WASHINGTON - Plans to change how Federal Home Loan banks pay interest on thrift-bailout bonds met with a mixed reaction from bankers' groups Thursday.
The American Bankers Association and the Independent Bankers Association of America didn't oppose the proposals by the Clinton administration and Rep. Richard Baker, R-La., to rewrite the formula by which the Home Loan banks pay $300 million a year in interest on Resolution Funding Corp. bonds.
But when asked at a House Banking subcommittee hearing if resolving the Refcorp issue was a high priority for them, representatives of both groups said no.
America's Community Bankers, on the other hand, argued that the existing Refcorp funding formula - which puts a heavier burden on district banks with a high proportion of members backed by the Savings Association Insurance Fund - has got to go.

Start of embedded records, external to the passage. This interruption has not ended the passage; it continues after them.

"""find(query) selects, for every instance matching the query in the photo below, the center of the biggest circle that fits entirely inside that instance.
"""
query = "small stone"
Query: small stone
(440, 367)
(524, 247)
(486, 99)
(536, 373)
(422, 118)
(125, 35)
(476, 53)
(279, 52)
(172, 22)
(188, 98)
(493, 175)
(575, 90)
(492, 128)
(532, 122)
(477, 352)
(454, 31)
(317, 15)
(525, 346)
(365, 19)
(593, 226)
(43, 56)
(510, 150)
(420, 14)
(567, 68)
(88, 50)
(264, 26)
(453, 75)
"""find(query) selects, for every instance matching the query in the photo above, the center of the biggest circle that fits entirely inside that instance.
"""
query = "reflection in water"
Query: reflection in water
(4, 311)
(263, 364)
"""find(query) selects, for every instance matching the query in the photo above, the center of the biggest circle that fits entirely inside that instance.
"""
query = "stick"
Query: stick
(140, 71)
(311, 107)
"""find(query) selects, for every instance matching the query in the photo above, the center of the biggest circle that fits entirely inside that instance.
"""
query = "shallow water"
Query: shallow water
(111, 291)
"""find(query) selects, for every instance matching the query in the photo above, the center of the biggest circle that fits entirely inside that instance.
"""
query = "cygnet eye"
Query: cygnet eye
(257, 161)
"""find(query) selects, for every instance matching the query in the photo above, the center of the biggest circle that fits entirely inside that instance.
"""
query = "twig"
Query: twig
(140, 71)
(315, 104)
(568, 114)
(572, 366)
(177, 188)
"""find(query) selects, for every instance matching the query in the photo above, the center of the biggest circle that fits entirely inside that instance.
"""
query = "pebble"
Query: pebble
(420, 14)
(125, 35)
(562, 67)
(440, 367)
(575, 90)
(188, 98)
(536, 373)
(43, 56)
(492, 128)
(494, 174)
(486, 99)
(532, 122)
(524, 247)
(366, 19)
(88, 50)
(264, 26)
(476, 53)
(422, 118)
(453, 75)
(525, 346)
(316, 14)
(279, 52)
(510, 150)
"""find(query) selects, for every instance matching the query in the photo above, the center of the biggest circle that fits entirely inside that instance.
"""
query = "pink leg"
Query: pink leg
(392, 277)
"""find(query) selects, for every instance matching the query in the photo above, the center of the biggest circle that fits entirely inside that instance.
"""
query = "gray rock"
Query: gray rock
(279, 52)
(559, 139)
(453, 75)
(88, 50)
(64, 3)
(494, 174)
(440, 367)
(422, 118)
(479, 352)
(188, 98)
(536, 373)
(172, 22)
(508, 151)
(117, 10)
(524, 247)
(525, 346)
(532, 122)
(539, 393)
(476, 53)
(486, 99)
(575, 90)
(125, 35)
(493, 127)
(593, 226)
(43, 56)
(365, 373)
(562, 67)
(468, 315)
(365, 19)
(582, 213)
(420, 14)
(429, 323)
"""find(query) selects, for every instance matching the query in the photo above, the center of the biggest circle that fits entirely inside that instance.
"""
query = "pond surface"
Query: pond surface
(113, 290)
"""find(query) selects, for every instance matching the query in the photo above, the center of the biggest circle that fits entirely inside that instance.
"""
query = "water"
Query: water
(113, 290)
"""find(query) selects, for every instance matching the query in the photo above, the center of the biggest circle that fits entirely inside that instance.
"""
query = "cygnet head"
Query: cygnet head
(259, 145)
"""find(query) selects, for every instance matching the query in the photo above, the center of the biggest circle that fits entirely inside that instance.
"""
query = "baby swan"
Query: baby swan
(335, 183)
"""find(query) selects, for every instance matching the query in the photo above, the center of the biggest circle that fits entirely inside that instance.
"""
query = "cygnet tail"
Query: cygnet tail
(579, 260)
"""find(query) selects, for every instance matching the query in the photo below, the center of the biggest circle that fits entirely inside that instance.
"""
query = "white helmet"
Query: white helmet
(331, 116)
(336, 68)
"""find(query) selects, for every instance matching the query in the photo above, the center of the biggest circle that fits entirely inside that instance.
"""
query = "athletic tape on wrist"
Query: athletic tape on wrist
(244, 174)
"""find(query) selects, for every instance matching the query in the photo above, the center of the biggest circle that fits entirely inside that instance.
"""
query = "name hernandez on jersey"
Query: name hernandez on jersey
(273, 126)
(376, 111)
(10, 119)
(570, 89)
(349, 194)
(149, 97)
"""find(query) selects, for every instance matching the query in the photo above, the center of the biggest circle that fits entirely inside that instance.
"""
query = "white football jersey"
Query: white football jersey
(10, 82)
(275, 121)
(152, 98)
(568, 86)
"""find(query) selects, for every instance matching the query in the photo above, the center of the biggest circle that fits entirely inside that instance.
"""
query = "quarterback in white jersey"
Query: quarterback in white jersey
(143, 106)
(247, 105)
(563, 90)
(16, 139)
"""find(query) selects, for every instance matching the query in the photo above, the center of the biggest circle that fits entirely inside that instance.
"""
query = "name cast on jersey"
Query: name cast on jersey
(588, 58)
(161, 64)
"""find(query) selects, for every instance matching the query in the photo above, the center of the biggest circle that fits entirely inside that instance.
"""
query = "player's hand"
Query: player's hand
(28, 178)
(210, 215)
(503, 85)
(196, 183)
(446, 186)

"This thing is a constant irritation," said Milwaukee savings bank executive Michael T. Crowley Jr., who spoke on behalf of the thrift group. "I think it's worth trying to do something about this."
Rep. Baker and the Treasury Department agree, and have come up with a formula under which Home Loan banks would make Refcorp payments in proportion to their average minimum level of capital. That would mean hefty payment hikes for Home Loan banks such as Pittsburgh's and Boston's, which have relatively few SAIF-insured members.
Rep. Baker and the Clinton administration are also proposing several less controversial changes designed to encourage more banks to join the Federal Home Loan Bank System. Those met with strong support from all three bank groups.